Description Suggest change

Lots of interesting scrambling.
The route up to Red Book Point from the east side of the Calicos with the least amount of difficult climbing and navigation. Worth getting to know first to later use as a descent from another route from the east side.

. . (the print guidebook by Courtney Purcell mentions a "Southeast Ridge" route. We're not sure where that goes, but perhaps it's a variation on this route).

route: Exit left from the SE gully - somewhere around (N36.1555 W115.4319) - and scramble up steeper roughly WSW toward the summit ridge. Soon with a zag to the right, then a steeper zig up left (sustained class 4 or 5). After about 200 feet - somewhere around (N36.1552 W115.4325) - aim more right (NNW) toward the summit - [ see Photo ] - with some navigation over and around various gaps and shelves, and one or two low class 5 climbing sections to get there.

descent: Return the same way.

warning: Many loose rocks and weak breakable hand- and foot-holds on and around this route - (even when the rock plenty dry).
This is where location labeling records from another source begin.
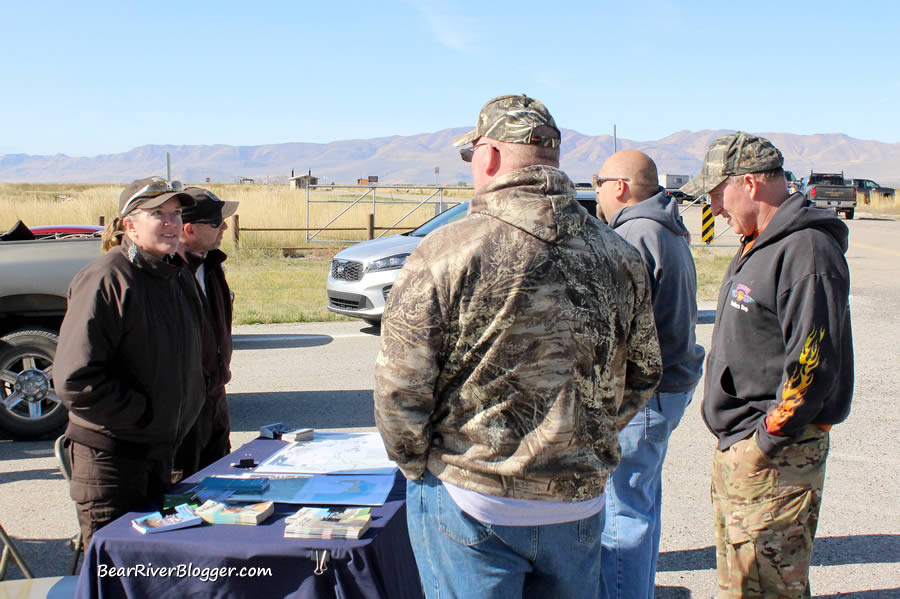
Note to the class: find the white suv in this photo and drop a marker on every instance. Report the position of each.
(361, 276)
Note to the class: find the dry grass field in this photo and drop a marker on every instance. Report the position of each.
(271, 284)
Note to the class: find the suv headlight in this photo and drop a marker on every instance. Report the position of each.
(389, 263)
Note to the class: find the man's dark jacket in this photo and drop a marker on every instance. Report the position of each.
(209, 439)
(128, 362)
(782, 345)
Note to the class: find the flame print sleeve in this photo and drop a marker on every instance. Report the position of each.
(798, 383)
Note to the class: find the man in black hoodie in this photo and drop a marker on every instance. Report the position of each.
(780, 368)
(203, 226)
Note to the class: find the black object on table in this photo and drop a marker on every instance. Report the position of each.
(253, 561)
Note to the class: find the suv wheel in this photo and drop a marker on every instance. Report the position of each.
(29, 406)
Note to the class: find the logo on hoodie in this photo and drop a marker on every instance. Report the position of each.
(740, 297)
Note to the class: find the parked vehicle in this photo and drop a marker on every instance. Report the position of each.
(793, 183)
(673, 184)
(865, 188)
(34, 278)
(831, 190)
(361, 276)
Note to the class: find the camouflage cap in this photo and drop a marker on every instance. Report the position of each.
(734, 154)
(514, 119)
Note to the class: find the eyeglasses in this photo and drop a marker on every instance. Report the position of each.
(215, 224)
(151, 190)
(598, 180)
(467, 153)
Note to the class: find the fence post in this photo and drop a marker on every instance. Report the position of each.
(708, 224)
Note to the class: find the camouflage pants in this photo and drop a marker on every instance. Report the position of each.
(766, 511)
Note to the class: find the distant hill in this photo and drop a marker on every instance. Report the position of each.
(412, 159)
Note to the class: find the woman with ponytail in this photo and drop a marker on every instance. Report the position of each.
(128, 362)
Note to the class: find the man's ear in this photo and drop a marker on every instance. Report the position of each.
(750, 184)
(493, 161)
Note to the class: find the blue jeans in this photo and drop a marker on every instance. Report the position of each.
(461, 557)
(634, 498)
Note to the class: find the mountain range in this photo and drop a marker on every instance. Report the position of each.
(415, 159)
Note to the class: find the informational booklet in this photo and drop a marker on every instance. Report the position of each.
(331, 453)
(328, 523)
(183, 517)
(323, 489)
(215, 512)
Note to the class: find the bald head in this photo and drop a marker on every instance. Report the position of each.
(636, 166)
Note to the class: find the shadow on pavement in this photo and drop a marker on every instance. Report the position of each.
(276, 341)
(828, 551)
(872, 594)
(859, 549)
(315, 409)
(671, 593)
(690, 559)
(706, 317)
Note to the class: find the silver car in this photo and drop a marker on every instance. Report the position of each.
(362, 275)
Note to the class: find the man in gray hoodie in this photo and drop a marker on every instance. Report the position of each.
(630, 199)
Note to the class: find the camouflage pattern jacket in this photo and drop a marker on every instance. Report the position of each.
(516, 344)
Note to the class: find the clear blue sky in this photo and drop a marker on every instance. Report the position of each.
(99, 77)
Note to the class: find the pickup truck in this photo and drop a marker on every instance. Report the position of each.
(673, 183)
(830, 190)
(866, 187)
(34, 277)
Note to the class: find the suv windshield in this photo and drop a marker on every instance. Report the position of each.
(826, 179)
(444, 218)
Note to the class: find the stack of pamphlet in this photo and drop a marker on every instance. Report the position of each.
(242, 484)
(297, 434)
(156, 522)
(216, 512)
(280, 430)
(328, 523)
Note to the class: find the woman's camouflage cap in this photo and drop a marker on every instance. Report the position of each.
(514, 119)
(734, 154)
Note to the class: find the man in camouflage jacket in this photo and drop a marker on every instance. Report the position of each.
(516, 344)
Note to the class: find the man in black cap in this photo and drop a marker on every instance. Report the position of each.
(201, 235)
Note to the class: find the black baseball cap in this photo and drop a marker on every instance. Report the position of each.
(207, 207)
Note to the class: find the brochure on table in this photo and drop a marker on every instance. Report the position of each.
(331, 453)
(323, 489)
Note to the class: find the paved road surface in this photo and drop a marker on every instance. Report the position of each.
(320, 375)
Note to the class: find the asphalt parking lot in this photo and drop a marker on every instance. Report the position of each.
(321, 375)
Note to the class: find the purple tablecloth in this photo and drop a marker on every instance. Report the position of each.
(216, 560)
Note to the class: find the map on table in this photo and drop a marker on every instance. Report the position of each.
(331, 453)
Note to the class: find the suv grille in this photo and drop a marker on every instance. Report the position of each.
(346, 303)
(346, 270)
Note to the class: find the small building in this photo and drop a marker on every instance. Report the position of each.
(304, 181)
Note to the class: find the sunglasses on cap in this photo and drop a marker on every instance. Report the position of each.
(215, 224)
(151, 190)
(598, 181)
(467, 153)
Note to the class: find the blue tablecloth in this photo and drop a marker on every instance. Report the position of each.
(216, 560)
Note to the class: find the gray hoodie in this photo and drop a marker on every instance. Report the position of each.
(655, 228)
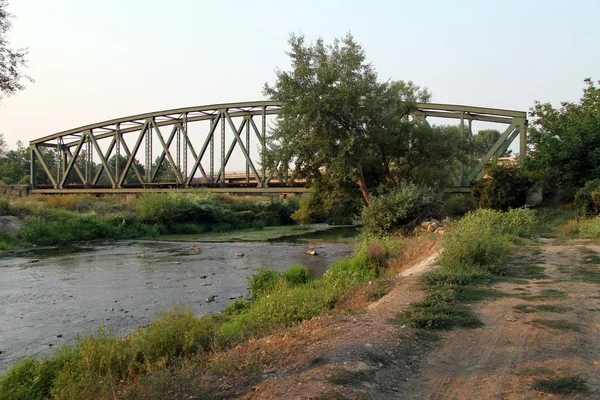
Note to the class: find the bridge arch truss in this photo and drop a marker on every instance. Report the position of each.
(196, 145)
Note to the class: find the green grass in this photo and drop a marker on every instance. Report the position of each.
(563, 385)
(350, 377)
(249, 235)
(524, 271)
(474, 256)
(584, 273)
(332, 395)
(432, 314)
(99, 362)
(546, 294)
(560, 324)
(528, 308)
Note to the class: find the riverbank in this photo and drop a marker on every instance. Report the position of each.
(48, 296)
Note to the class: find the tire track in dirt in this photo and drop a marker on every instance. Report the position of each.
(501, 359)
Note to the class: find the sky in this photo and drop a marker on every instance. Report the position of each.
(98, 60)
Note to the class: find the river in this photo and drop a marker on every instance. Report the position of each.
(50, 295)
The rock becomes especially weak for a couple of days after significant rain or snow, so holds are even more likely to break off.

Location Suggest change

. . (Might help to find "rbp" on the map).

From Calico Basin the idea is to start up the wide gully toward the Middle Pass, then exit left up to the summit ridge ...
From Assisi Rd parking (N36.1495 W115.4199) : Hike NW 0.4 mile (toward the big lower SE ridge of Red Book Point) on rough gravel road to some picnic tables, then NNW 0.3 mile going right along the base of the ridge to the base of a wide gully (N36.1540 W115.4260)
. . (this point could also be reached by going 0.4 mile WSW from Sandstone Rd parking).

The central gully starts narrow and steep, so likely better at first to scramble up right (NNW) onto slabs above its right side and scramble up on those (roughly West) for about 350 feet, then traverse left into the central gully and scramble up that, at first West then curves WNW for a total of about 0.4 mile -- keep looking up left to try to see the highest point on the ridge above. Somewhere around (N36.1555 W115.4319), exit the gully left into the steeper climbing.

Protection Suggest change

No fixed hardware for anchor or intermediate protection.

Protection for trad leading is unknown.